In order to know what Haiti needs today, we must look to the Haitian people and how they articulate their priority needs. The most vulnerable people in Haiti right now are the internally displaced people, homeless families living in the camps of Port-au-Prince. Up until now, soldiers have been unable to provide the protection these people need. The escalating rates of gender-based violence are inarguably the most dramatic indicator of this insecurity, and soldiers are not the solution. Formed Police Units (FPUs) of the peacekeeping mission have been the most successful and adequate response.

Haiti’s National Police was created in the wake of the demobilization of FAd’H in the mid-1990’s, however it has yet to reach the minimum number of police officers necessary to patrol a country of ten million. MINUSTAH’s original mandate was explicit about the need to train and professionalize the Haitian National Police, as well as to strengthen their capacity to provide stability and security to the Haitian population.

Haiti’s insecurity, the crime and instability so frequently noted by experts and the media, stems from deeply rooted social problems. Haiti suffers a stark inequality between a tiny elite that controls a truly unjust majority of the country’s wealth and resources, and the large, deeply impoverished Haitian masses, who live in abject poverty characterized by lack of access to the most fundamental necessities of life: water, shelter, food, and health care. A military force, whether it be the reconstitution of the FAd’H, the new army proposed by President Martelly, or the well-meaning but long-overstayed UN peacekeeping mission, cannot solve these problems and have even acted to exacerbate the long running economic apartheid that plagues Haitian society.

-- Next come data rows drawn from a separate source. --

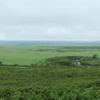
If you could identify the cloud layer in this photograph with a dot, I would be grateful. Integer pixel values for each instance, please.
(49, 20)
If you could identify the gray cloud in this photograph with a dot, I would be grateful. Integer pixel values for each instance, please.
(49, 19)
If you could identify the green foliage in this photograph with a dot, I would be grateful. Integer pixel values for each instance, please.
(95, 56)
(49, 83)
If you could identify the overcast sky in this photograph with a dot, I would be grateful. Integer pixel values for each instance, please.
(49, 20)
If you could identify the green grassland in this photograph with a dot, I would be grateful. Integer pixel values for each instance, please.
(27, 54)
(56, 82)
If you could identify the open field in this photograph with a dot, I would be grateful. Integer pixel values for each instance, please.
(28, 54)
(56, 78)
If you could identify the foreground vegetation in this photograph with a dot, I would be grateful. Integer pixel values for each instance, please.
(50, 83)
(38, 72)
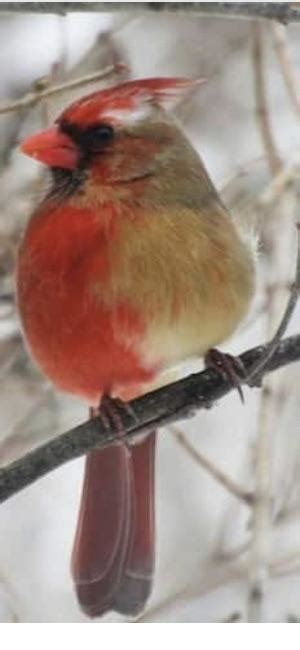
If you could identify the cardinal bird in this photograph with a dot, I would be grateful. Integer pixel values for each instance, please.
(130, 265)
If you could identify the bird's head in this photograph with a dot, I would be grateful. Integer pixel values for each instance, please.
(117, 134)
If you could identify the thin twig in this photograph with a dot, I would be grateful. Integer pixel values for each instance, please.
(281, 11)
(255, 373)
(30, 99)
(159, 408)
(285, 177)
(269, 144)
(292, 82)
(226, 481)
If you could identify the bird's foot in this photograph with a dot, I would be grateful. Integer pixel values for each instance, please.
(228, 366)
(111, 412)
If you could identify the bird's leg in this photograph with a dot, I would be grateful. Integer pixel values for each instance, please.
(230, 367)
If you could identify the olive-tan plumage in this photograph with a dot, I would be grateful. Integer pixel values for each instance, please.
(131, 265)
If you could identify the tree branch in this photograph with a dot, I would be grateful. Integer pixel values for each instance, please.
(283, 12)
(30, 99)
(168, 404)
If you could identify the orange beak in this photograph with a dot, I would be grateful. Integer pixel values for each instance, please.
(52, 148)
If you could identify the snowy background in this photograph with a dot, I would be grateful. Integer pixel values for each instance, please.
(212, 547)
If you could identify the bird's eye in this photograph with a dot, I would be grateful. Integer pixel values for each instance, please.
(95, 138)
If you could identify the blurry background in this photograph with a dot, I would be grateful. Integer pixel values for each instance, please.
(214, 551)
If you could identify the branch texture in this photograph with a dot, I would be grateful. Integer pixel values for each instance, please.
(168, 404)
(283, 12)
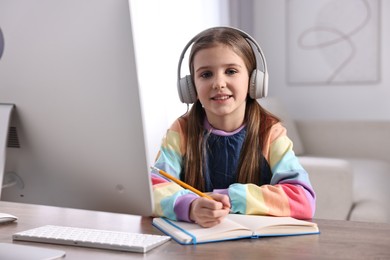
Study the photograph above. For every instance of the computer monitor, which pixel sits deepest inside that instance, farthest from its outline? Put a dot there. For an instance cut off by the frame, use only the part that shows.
(75, 137)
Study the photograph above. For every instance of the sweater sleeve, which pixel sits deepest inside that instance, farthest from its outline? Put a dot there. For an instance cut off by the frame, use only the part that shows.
(289, 193)
(171, 200)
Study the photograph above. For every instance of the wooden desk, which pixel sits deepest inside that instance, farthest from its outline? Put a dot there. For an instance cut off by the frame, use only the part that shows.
(338, 239)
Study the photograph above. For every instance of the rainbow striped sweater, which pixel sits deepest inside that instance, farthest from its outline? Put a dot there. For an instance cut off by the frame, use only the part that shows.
(287, 191)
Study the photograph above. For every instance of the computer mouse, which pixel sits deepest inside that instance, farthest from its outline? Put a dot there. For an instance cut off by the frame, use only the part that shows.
(5, 217)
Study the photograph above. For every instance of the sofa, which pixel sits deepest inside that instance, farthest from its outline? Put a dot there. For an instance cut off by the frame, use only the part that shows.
(348, 163)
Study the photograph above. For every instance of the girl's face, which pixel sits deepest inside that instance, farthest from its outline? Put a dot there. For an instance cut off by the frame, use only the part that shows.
(221, 80)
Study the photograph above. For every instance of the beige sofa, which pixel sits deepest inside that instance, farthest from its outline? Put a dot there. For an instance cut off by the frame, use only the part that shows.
(348, 163)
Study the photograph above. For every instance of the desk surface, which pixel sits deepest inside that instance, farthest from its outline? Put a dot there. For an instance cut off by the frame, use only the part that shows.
(338, 239)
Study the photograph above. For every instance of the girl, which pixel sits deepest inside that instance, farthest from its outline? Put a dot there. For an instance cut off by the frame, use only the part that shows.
(228, 145)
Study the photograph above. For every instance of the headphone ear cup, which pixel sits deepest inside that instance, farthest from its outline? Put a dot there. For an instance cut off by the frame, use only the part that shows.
(258, 84)
(186, 89)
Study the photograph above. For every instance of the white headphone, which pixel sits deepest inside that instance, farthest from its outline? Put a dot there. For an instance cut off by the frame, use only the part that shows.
(258, 82)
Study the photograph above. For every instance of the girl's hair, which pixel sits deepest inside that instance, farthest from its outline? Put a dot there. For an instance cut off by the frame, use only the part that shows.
(258, 120)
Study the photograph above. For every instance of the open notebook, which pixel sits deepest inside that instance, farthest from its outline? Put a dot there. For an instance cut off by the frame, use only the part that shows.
(235, 226)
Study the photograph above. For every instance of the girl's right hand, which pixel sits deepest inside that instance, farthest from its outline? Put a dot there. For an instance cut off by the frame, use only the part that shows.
(208, 213)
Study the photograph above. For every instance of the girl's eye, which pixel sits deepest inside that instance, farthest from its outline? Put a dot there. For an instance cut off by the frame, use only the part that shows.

Before any Haitian government can consider forming a new military force, it should undertake a broad consultation with the Haitian population. This cannot be a surface level dialogue with “civil society” but must be a true conversation with the Haitian people. A truth, justice and reconciliation commission would go a long way towards healing the wounds inflicted by the decades of corrupt and violent actions of the FAd’H. A national discourse about the needs of the country – from border patrol, to forest protection, to disaster response – must analyze all possible solutions in order to determine the best answer to these compelling needs. The dialogue must also carefully establish the methods of management and training, the process of recruitment, and the systems of accountability that would be put in place to ensure the integrity of any such force.

For these reasons, TransAfrica strongly urges the U.S. government to discourage any proposal from the current Haitian government to build an army or any armed forces at this time. Furthermore, TransAfrica implores the United Nations, the UN Special Envoy’s office, members of the U.S. Congress, and all other international actors who care about the future of Haiti to dissuade the Haitian government from pursuing a costly and dangerous endeavor at this critical moment in Haitian history.

TransAfrica supports an explicit timeline for the withdrawal of the UN Stabilization Mission in Haiti (MINUSTAH) that is based on the successful completion of concrete benchmarks from its mandate, most specifically, the training and professionalization of Haiti’s police force. TransAfrica recommends that U.S. officials and policy makers support the reform of Haiti’s justice system, including judicial capacity training and legal support, and the development of a capable police force, complete with the training, equipment and resources necessary to provide the Haitian people with the security they deserve. A strong Haitian National Police will certainly render the Haitian state more independent and autonomous, paving the way for a complete withdrawal of foreign soldiers of the UN Peacekeeping Mission, hence restoring Haiti’s dignity and national sovereignty.